I’ve always been comparing myself to my friends, because this is how i keep pushing forward all this time, but at the same time i also ended feeling so much anxiety because of this
I’ll try to listen the meditation you recommend.
So here i am with another problem, in which im so confused on what should i do now. My parents wanted me to continue helping their business when i graduate, and here i am… and they never gave me a proper position for me to work. Because all of the position has already been occupied by my parents employee.. and they are in the highest hierarchy on their business. So they just gave me a job which is helping the employees.. i dont feel like doing a job when i do that..
I always feel pathetic whenever i saw my friends posting that they are doing their own business(work). I feel so bad that i’m only helping my parents employees.. my role is not really necessary, like if im absent.. the employee could do the job because basically im just helping the employee on what they need to be helped with (i hope this doesnt sound confusing).

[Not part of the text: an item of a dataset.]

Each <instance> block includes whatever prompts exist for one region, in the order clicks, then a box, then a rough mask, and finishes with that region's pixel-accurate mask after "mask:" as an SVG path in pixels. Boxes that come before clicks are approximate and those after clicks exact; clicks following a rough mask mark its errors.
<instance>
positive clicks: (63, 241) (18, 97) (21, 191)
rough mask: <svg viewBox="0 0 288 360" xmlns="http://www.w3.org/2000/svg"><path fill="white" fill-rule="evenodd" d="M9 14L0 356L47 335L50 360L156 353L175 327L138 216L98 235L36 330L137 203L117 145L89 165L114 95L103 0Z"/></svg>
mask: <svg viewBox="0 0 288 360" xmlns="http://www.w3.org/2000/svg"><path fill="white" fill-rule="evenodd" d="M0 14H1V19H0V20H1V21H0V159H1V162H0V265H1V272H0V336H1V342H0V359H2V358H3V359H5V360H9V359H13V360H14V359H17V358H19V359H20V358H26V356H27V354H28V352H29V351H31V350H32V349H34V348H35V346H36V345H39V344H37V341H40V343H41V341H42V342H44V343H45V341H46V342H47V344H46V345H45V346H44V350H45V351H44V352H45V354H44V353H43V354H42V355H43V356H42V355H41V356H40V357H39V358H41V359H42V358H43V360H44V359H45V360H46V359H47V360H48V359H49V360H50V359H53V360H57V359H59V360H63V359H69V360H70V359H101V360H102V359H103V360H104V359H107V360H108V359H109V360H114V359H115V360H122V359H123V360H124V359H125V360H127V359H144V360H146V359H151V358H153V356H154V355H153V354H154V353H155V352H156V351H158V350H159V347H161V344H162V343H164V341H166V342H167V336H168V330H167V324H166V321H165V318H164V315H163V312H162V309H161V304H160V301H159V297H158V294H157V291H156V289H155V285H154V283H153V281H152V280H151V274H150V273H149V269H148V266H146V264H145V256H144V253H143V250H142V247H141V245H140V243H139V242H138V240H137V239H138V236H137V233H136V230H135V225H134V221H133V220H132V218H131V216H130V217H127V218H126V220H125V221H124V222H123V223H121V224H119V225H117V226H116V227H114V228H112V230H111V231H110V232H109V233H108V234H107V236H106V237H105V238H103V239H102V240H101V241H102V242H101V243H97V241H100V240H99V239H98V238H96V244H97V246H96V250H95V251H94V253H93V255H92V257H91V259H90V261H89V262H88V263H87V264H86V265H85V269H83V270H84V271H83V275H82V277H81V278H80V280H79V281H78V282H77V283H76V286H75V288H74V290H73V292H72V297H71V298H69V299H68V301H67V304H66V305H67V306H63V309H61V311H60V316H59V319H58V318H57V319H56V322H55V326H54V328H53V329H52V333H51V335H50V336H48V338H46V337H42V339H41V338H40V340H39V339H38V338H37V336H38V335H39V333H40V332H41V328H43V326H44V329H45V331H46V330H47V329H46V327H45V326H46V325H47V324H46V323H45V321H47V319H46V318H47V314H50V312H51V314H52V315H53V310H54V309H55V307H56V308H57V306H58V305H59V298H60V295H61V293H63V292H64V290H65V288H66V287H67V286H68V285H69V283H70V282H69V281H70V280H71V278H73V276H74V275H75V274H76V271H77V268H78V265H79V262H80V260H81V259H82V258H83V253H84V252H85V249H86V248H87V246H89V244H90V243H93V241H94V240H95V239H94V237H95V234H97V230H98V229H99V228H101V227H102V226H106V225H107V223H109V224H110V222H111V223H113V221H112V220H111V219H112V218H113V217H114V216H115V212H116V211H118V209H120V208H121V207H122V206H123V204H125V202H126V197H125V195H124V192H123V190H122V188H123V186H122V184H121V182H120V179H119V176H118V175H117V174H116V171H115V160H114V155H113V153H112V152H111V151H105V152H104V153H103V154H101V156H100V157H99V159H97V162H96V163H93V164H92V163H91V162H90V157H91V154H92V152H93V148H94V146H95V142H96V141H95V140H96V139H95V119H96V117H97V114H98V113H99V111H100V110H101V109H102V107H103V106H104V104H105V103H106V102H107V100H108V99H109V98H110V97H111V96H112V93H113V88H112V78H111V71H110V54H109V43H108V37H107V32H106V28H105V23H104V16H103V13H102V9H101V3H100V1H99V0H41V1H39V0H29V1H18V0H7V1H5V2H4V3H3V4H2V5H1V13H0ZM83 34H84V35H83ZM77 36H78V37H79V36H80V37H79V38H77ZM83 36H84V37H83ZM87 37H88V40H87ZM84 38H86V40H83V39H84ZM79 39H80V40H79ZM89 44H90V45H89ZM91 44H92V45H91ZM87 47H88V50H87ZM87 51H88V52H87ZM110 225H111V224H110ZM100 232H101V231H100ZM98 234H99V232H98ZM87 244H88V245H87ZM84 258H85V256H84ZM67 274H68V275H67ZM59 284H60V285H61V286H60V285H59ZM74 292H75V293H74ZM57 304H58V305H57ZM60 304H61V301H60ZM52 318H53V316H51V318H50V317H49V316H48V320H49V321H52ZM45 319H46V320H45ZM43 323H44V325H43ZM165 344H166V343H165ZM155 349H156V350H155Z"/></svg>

I know that if i feel bad/jealous seeing my friends start their own business.. i should start one but i cant because i dont feel i can and im also supposed to help my parents business.. my parents never pushed me to overwork.. because they know that their business will eventually be mine and they just gave me that easy work so i have something to work(job) everyday.. but i always feel bad if i saw my friends posting their own business on social media.
On daily basis i can distract myself by doing activities so i wont think of this agent problem again. But it’s just that every morning when i woke up i instantly get this thoughts again. Like every morning all my anxiety/problems will always consume my head. Idk why, i’ve been like this every morning.. like every time i woke up my mind just immediately think about my problems. Except when i dont have any problems in my head, then it wont appear
I really need to solve this, because if i dont i could be crazy by getting this headache every morning
- This reply was modified 2 months, 1 week ago by Felix.